Following the numbers of the week Agence France Presse writes that the EU is having a re-think about the level of subsidies for renewable energy. Hopefully, whatever happens, there will be a level playing field, as they say. The numbers of the week show the extent of the subsidies for fossil fuels. Last week, the UK government announced its support for new nuclear plants and this will mean significant subsidies for decades to come. EiD is confused by subsidies for renewables should be more controversial than those for fossil fuels or nuclear energy, but then EiD is in favour of sustainable energy. If subsidies for fossil fuels can help us meet Europe’s objectives for climate change, renewable energy and energy efficiency, fine. But, they won’t. Where will all of this end?
EU signals end to high subsidies for renewable energy
The European Commission issued new guidelines Tuesday which could end costly and controversial subsidies for renewable energy, opening the way for state-aid backing of gas or coal-fired electricity generation projects.
“The ultimate aim of the market is to deliver secure and affordable energy for our citizens and business,” EU Energy Commissioner Guenther Oettinger said.
“Public intervention must support these objectives.

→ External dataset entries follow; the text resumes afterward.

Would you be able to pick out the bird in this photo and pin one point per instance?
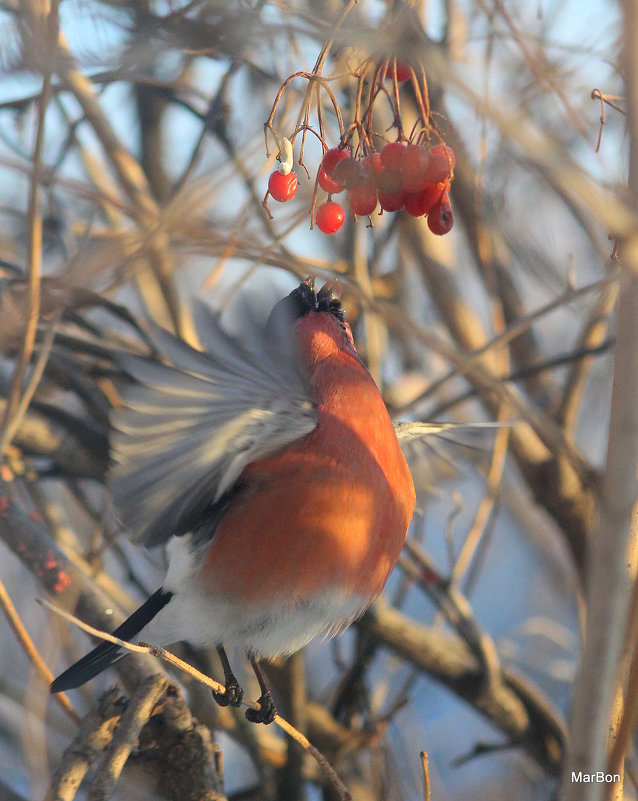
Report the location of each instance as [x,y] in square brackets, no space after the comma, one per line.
[268,466]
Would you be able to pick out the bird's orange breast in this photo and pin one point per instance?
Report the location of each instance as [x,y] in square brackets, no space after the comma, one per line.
[331,511]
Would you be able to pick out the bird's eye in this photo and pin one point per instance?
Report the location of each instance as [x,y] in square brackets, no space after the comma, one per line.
[329,299]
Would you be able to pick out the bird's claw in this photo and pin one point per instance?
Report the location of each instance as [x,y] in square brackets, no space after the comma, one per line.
[234,694]
[267,711]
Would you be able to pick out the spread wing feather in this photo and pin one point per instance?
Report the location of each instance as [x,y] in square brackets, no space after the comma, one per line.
[190,426]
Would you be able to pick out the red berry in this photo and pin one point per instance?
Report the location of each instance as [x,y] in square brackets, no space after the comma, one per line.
[414,168]
[362,199]
[330,217]
[422,202]
[391,201]
[441,219]
[325,175]
[415,203]
[282,187]
[403,71]
[372,167]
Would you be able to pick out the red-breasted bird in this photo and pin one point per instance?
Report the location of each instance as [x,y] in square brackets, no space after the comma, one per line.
[272,470]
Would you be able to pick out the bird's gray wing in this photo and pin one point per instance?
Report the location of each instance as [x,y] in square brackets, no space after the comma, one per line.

It needs to be cost-efficient and be adapted to changing circumstances.
“When the sun is not shining and the wind is not blowing, electricity must still be produced,” Oettinger’s statement underlined.
To ensure back-up generating capacity, new power plants would be needed, and these could get state backing.

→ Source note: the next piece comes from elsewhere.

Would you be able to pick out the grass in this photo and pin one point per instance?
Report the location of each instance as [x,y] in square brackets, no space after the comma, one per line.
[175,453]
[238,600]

State intervention is potentially harmful to the working of the market and the new guidelines are meant to prevent that and show member nations what “best practice” is.
Accordingly, the Commission will now “consider whether to propose legal instruments” to ensure the new recommendations to member states’ governments are upheld.
The guidelines meet a demand by some member states, including France, for extra capacity to be provided by “coal and gas power plants which are flexible enough to be turned on and off whenever needed”.
The Commission said investment costs in renewables have come down and therefore government support can now be tapered off.
It warned that “governments must avoid unannounced or retro-active scheme changes” while the guidelines also stress that back-up capacity should meet European-wide needs, not only requirements in national markets.
However, Oettinger’s office said state-aid for nuclear generation was not yet acceptable — a key issue for many and especially Britain which has just announced its first nuclear plant for a generation to be built and financed by French and Chinese energy giants.
Big energy firms from a host of countries including GDF-Suez, Eni and E.ON and RWE, have urged that state-aid advantages be removed from removables such as solar and wind energy.
The European Union is committed to climate and energy targets that can deliver by 2020 a 20-percent reduction in greenhouse gas emissions — blamed for global warming — with a 20-percent share for renewables in the EU energy mix.